I do not know if what the AP synchronous averaging does is equivalent to REW coherent averaging, it may be.

 

[Holmz]

…
IME (from working on https://www.diyaudio.com/community/...on-compensation-for-measurement-setup.328871/ ) when measuring small distortions, the phases of tiny harmonics vary due to noise too, and coherent averaging reduces them to some extent too, yielding (IMO artificially) better THD numbers than standard averaging.
…

Non-coherent gives the typical measurement noise of 1/SQRT(N), whereas coherent is 1/N.
Pick what N is, but in your example it would be # of FFT “frames”.

 

[DavidR]

I'm trying to tie this with the layman's description of the AP and what Amir uses. In complex math when you rotate, the magnitude remains fixed, phase rotates. Real/reactive components both change accordingly. I'm trying to correlate your two descriptions as they relate to complex math. It's easier if reference for "length" is the magnitude or the real component. But I may be over-thinking this. I may even have my descriptions in reverse for standard/coherent. I may re-read this later after my head clears and update it if needed. Please point out anything that may be incorrect (or inverted by averaging type).

@DavidR: IMO the decision to use coherent or standard/magnitude averaging in REW is important. I do not know exactly what the AP synchronous averaging does, how it does averaging in time domain. But REW does basically this:

Standard/magnitude-based averaging - for each FFT pass the magnitude (i.e. the length) of each bin vector value is averaged.

This sounds like the magnitude component being averaged that does not change with rotation. There would is no need to rotate prior to magnitude component averaging. Ignores phase altogether. Then this is the REW standard (classical) response.

Coherent averaging - AFAIK in vector analyzers this averaging is called vector averaging - Based on the fundamental phase in the given FFT, measured vectors of all bins are rotated to correspond to e.g. zero phase of the fundamental (basically time-shifting to time corresponding to start of the period of the fundamental frequency). Then all bins are vector-averaged with the previous FFT run, i.e. not only their magnitude/length, but also direction/phase. Since fundamental-related components (i.e. the fundamental and harmonics) are coherent with the fundamental phase, after time-shifting to the "zero time" of the fundamental they will have the same phase at each FFT run, and the averaging will basically average only their magnitude.

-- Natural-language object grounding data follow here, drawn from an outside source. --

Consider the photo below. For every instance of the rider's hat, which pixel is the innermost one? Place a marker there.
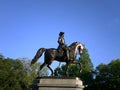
(61, 33)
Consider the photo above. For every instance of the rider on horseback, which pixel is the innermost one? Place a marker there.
(62, 45)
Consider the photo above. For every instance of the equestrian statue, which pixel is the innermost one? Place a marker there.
(63, 53)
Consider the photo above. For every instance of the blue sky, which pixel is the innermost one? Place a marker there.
(27, 25)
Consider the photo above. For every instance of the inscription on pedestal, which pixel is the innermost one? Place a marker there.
(57, 83)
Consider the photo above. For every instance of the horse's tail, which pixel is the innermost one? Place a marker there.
(38, 55)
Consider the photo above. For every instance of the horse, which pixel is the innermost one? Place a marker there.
(52, 54)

It would seem to me that this is the real/reactive components being averaged after rotation since magnitude does not change with rotation, real does. Thus real would change, but never be equal in value to magnitude unless the phase of the harmonic being rotated is equal to the original phase of the fundamental such that the result is phase equal to zero, likely (almost) never the case. Thus the resultant average would tend to be more negative in dB both for the real value and the vector average of a larger real value. This would explain some of the distinctly more negative HD dB components in coherent averaging.

Edit: Rotation prior to averaging would be a key point.
Edit 2: Added underlined text.

All the other bins with components not coherent with the fundamental will have a phase different (basically random) every processed run, and the vector averaging will suppress them much more. This applies not only to random noise, but also to other spectrum components not synchronous with the fundamental - e.g. switched-supply artefacts, artefacts from digital circuits processing, etc.

This has been mentioned to me in other posts and is the one area that is clear and makes perfect sense.

IME (from working on https://www.diyaudio.com/community/...on-compensation-for-measurement-setup.328871/ ) when measuring small distortions, the phases of tiny harmonics vary due to noise too, and coherent averaging reduces them to some extent too, yielding (IMO artificially) better THD numbers than standard averaging.

Same as previous comment.

I do not know if what the AP synchronous averaging does is equivalent to REW coherent averaging, it may be.

This is what I'm hoping to determine. That's why I'd like for Amir to chime in. That is, which AP averaging does he use and how many samples are averaged.

BTW, thanks for the detailed descriptions.